At least this way, the way they were, he had made a habit of keeping that love alive himself. He didn’t need anyone else to water it, nurture it. Only him, even when the ever growing flames charred everything else beyond recognition. He protected this feeling with all of his might and it persisted.

His hands dragged from Mydei’s wrists, up, so that his palms cradled the backs of his hands and he didn’t need to say anything more. You have me now, as I have you now. For however long now lasts.

A deep inhale and then…

Phainon…” The soft press of lips against his forehead. “You did well.”
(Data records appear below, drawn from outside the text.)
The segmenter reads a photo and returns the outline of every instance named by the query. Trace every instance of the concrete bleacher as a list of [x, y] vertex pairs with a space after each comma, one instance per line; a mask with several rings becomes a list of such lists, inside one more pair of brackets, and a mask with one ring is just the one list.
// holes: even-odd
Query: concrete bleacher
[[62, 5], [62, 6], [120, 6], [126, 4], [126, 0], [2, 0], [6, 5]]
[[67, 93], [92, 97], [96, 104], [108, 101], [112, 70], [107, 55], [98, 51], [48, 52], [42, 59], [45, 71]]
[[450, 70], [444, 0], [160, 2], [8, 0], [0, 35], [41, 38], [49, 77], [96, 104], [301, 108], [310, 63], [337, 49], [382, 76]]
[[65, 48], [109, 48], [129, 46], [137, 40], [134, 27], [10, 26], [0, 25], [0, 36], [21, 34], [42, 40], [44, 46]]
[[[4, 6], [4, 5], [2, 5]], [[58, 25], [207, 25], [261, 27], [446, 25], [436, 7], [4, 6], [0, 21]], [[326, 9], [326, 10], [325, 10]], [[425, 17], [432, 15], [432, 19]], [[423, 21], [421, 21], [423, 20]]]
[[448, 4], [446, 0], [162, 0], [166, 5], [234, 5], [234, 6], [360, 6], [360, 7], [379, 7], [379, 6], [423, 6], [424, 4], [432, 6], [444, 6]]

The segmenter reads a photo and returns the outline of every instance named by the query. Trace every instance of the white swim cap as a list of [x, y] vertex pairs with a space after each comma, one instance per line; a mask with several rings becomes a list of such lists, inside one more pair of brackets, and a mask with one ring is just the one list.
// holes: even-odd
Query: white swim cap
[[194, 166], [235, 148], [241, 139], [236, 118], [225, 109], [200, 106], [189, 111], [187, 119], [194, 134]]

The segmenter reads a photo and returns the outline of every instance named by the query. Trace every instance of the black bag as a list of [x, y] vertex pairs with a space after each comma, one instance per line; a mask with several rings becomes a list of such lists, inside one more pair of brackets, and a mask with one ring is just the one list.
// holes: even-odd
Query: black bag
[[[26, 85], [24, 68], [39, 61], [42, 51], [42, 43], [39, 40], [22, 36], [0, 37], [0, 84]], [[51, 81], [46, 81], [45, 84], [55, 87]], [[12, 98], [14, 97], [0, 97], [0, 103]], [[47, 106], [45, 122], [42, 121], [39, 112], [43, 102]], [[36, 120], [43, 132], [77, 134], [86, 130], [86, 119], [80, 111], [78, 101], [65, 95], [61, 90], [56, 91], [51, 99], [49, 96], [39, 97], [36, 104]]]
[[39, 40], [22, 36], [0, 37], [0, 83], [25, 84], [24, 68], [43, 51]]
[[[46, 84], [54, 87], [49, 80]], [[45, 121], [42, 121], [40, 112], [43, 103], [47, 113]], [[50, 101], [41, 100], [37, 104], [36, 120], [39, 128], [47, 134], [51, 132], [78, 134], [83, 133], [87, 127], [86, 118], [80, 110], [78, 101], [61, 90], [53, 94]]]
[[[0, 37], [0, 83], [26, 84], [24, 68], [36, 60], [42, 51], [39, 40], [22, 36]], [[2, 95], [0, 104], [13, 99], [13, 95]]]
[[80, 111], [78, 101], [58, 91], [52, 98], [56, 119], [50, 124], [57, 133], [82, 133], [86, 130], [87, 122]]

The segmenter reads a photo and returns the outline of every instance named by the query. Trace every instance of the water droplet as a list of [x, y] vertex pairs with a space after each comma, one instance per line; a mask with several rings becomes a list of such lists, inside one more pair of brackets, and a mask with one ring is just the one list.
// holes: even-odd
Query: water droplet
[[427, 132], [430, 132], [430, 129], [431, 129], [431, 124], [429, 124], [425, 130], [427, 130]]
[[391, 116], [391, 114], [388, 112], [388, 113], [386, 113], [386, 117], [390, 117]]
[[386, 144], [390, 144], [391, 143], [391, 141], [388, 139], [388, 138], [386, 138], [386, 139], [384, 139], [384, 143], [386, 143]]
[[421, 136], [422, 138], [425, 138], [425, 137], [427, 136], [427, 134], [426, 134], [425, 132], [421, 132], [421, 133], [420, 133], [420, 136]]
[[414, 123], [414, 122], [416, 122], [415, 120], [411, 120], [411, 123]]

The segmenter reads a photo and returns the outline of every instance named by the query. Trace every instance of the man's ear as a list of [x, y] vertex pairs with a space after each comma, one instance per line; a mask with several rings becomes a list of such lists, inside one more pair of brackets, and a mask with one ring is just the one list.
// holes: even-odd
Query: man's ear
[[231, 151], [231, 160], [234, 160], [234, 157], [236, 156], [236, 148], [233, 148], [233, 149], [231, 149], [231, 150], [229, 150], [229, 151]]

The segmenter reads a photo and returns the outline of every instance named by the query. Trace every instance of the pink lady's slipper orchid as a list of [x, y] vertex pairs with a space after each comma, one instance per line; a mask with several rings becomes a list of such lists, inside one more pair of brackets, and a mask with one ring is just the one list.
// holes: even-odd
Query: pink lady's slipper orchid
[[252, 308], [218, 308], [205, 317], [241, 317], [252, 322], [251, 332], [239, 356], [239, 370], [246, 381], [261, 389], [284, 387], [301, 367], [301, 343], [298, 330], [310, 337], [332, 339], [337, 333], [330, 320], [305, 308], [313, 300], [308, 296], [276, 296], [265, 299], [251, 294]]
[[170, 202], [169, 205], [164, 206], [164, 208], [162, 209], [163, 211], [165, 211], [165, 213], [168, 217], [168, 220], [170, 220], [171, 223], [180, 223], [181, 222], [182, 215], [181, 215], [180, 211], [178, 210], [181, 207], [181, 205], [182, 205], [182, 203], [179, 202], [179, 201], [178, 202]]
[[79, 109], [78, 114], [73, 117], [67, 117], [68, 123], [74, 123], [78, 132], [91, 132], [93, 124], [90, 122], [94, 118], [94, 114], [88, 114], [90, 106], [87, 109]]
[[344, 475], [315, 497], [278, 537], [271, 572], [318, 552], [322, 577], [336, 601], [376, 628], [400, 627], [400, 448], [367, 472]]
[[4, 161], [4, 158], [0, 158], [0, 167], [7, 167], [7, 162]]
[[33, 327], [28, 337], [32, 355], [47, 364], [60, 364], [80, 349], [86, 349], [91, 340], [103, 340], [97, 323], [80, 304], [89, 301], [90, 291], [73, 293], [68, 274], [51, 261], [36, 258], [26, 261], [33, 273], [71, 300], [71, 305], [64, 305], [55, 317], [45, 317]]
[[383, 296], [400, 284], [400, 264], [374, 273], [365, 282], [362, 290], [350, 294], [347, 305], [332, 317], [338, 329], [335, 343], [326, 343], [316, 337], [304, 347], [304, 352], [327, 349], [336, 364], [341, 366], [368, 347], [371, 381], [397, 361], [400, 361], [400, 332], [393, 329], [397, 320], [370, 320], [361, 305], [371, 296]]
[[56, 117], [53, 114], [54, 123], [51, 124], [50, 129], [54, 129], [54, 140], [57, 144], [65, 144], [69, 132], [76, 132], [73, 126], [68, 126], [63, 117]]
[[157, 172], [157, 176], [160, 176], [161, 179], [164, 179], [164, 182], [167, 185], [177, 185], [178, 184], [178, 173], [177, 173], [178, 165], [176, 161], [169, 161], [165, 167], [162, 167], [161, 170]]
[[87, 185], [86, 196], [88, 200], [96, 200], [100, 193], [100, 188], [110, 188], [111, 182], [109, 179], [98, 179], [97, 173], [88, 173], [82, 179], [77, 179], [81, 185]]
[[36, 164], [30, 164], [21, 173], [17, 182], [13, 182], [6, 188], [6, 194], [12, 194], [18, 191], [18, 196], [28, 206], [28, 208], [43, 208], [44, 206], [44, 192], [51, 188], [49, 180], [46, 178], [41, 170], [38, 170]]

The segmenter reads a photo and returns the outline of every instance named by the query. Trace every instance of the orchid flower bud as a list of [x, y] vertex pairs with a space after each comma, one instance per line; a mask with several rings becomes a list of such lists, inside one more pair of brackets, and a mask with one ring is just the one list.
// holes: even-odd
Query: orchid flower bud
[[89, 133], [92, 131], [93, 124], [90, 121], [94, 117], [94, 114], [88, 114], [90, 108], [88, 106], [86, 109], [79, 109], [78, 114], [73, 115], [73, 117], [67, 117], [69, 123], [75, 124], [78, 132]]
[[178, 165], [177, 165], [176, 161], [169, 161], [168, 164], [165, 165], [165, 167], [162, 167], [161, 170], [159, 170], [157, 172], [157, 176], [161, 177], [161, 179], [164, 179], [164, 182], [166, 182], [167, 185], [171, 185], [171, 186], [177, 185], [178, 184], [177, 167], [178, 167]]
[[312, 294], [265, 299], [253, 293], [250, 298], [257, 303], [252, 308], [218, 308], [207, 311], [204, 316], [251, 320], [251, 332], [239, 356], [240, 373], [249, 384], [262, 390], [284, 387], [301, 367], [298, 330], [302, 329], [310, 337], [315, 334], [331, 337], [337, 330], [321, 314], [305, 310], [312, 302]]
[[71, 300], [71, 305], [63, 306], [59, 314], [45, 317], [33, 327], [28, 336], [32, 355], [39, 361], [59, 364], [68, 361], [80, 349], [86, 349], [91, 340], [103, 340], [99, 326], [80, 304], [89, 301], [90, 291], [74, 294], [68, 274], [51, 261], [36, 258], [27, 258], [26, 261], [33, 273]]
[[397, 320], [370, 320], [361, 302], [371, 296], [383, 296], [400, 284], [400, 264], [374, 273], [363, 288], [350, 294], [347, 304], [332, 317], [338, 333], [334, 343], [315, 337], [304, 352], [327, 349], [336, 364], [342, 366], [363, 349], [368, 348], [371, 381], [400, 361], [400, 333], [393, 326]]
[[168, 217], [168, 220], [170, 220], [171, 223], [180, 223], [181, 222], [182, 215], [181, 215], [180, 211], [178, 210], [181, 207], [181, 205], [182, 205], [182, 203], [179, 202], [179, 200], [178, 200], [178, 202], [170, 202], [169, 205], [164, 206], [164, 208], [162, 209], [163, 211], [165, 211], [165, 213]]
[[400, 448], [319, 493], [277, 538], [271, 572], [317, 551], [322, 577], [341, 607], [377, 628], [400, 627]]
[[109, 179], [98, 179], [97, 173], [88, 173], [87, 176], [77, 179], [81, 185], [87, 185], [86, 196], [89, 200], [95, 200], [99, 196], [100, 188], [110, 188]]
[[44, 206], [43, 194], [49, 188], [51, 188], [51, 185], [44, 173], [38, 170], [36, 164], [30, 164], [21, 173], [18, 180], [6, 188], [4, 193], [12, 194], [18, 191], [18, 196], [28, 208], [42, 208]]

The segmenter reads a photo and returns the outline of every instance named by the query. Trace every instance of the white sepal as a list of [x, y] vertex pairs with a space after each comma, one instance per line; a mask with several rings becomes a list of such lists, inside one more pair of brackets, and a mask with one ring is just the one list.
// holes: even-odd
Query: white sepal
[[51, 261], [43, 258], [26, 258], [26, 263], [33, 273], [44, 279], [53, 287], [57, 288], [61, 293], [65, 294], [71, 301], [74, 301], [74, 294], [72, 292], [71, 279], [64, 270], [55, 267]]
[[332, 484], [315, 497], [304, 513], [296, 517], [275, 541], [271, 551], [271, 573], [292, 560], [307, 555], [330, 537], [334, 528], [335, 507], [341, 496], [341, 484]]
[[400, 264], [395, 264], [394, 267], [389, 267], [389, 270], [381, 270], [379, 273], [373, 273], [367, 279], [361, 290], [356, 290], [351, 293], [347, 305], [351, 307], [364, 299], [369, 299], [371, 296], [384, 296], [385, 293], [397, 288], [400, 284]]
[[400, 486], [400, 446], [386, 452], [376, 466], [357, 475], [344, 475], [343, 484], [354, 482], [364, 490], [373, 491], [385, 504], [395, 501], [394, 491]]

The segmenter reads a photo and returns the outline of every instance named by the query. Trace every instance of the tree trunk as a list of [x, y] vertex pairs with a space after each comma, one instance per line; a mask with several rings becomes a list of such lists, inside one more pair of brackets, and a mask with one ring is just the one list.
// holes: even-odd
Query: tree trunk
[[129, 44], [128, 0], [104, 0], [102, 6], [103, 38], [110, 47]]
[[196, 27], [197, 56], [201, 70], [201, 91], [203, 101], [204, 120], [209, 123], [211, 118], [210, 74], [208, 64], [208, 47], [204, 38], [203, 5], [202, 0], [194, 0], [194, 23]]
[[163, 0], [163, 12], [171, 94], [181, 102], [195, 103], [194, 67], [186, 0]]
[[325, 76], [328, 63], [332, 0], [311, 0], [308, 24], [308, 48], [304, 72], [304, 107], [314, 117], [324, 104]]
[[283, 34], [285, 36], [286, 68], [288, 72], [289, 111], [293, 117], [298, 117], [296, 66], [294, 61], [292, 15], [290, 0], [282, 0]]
The last of his dignity slipped away like water through his fingers and he choked on a wet sob as the tears fell anew. Mydei did with words what four million and one cycles of torment could not. Phainon broke apart, but with love and not anguish.

Each heaving breath shuddered through him and Mydei couldn’t wipe the tears away quick enough. But he cried and kisses fell upon his cheeks like gentle rain to take them away.

“Break if you must. Later, we can put the pieces back together.”

The sound that tore from him was hardly human but it was the least monstrous Phainon had felt since he first abandoned the name Phainon. Mydei only smiled into every kiss lingering on his skin.

“You fought your hardest. It’s time for you to rest now.”

Strong arms gathered him up, wrapping him in gentle warmth, and Mydei laid them side by side. Mydei’s hands cradled his head and tucked him close but Phainon could only wail into him and clutch at his back in a plea to not let go. Never again. If the day came, then he would shatter completely.

“I love you,” Mydei said in words, in hands brushing through hair, in lips against everywhere touched by salt and fire. “Phainon, you delivered hope to Amphoreus.”

As he sobbed with the pain of four million and one cycles, Mydei held him close. He finally finally splintered apart and Mydei gathered all the pieces in his arms no matter how fragile and dangerous, and rebuilt him from the remains Phainon had been content to scatter as nothing more than ash in the wind.

In the wheat fields of home, he remembered how it felt to be human in tears that no longer turned to steam off his skin. But were tenderly wiped away by his Mydei’s hands out of love for his Phainon.

Notes:

Could’ve gotten E2S1 Phainon but lost two 50/50s on the character banner at soft pity… Phainon you’re so lucky I love you enough to write you a comfort fic because you don’t deserve it (I’m lying you do you do you silly boy you deserve everything).

Anyway, Hoyo proved to me they can make an amazing lads style hsr otome game with that Phainon promo video. And now I have to live with the fact I’ll never have it (I know Tears of Themis exists but I couldn’t get into it and also that’s completely different).